Uncertainty has become the new normal. A bit over a decade ago Nokia shipped 80% of the telephones in the world, could manufacture at half the cost of its competition and yet competition came from outside the industry, was swift and brutal. Recently a Chief Economist responsible for well in excess of half a trillion dollars of investment, related his dilemma. “I know that 40% of the S&P companies will be gone in the next 10 or so years. Hence it matters less to us the short term performance of companies. What really matters is that whether they will be around at all in 10 years time. On that we want to put our money.” Whilst this might not be an appropriate investment philosophy for everyone, unless organisations have systems to see these shifts, they will become victims of it.

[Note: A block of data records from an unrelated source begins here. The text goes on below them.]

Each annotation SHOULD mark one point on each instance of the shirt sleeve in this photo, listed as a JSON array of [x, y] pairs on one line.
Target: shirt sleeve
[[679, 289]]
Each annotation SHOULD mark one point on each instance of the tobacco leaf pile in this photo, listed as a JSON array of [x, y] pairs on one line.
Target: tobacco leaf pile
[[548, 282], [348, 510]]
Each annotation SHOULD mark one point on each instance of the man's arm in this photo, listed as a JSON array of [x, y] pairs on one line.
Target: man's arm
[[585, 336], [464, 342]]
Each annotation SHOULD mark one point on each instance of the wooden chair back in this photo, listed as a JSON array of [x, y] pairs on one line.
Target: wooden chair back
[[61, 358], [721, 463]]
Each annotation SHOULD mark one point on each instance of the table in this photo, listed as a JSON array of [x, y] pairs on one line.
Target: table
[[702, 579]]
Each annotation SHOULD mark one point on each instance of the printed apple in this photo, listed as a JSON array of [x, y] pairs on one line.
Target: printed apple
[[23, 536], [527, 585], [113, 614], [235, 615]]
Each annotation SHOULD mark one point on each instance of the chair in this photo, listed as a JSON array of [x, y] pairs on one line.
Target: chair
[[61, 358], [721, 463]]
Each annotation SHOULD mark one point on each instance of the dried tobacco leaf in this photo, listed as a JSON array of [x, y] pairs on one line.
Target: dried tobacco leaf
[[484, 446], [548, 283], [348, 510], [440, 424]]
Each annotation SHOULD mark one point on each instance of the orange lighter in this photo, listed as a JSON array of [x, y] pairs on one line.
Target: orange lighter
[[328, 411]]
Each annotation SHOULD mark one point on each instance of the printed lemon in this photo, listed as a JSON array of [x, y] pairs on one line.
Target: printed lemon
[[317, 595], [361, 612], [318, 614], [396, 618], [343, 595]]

In an interconnected world, being the biggest or the cheapest is no longer a guarantee for sustained success. We spend our time focused on the known, but fail to anticipate the unexpected. Off-radar risks are the most dangerous, as the organisation is wholly unprepared for disruptive change, rapid technologic shifts, or the slow changes that build up to tipping points.

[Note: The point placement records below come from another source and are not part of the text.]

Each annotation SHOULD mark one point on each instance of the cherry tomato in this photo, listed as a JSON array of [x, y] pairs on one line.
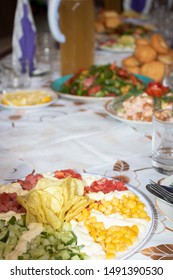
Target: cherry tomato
[[94, 90], [156, 89]]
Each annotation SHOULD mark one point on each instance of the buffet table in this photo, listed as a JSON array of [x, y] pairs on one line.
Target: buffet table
[[82, 136]]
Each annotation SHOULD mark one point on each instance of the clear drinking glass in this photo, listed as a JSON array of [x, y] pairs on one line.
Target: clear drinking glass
[[15, 74], [162, 141]]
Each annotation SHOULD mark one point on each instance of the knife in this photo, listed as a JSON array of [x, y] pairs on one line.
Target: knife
[[149, 188]]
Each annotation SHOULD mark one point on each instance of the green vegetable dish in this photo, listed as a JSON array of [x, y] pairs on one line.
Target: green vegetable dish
[[45, 242], [102, 81]]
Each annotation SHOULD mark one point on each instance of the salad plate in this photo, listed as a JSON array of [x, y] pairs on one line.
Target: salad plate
[[57, 85], [27, 99], [118, 44], [59, 220]]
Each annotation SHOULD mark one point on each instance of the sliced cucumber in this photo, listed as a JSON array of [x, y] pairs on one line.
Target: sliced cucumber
[[4, 235]]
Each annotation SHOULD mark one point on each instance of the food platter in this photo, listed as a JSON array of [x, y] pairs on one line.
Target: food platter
[[81, 222], [58, 83], [56, 86], [32, 99]]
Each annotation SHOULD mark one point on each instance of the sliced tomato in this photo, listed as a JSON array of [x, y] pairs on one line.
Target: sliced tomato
[[122, 73], [61, 174], [89, 81], [106, 186], [30, 181], [113, 66], [94, 89], [156, 89], [134, 80]]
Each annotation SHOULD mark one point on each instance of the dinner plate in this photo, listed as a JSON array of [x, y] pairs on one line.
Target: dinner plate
[[111, 107], [143, 238], [57, 84], [116, 49], [52, 94]]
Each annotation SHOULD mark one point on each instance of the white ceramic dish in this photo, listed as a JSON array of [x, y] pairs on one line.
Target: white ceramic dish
[[165, 208], [146, 235], [139, 125], [52, 94]]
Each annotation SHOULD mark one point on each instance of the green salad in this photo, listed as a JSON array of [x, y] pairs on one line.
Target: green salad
[[102, 81]]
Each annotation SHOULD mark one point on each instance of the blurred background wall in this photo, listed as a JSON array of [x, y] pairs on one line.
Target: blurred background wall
[[39, 8]]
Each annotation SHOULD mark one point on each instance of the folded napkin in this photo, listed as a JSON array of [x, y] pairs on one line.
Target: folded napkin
[[24, 36]]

And yet it is inhuman to amass all the off radar/ long tail trends in the world. The world is complex not complicated. Uncertainty is interconnected, uncertainty is off-radar and uncertainty will eat your breakfast, lunch and dinner if you do not obsess over it. It is in the combination of human and machine intelligence that we address this problem. We call it IA- Intelligence Augmented.
Big data combined with advanced natural language processing allow us to map entire domains of knowledge. With these new maps we can see these hard to find off-radar edges. Early Learning Systems combine models of the future with the big data analytics to algorithmically gain edge insights into very large corpora of unstructured data.
Survival demands interacting with, not ignoring the environment. It demands a 21st Century process to recognise and act on these edge insights. In the words of Arie de Geus, former head of Shell Scenarios, it requires a “focus on learning faster”.
By producing Global Risk Radar Reports we provide a simple, visual AI generated overview of risks that face the asset allocation community. We enable pension funds to anticipate risk/opportunities rather than be victims of these changes.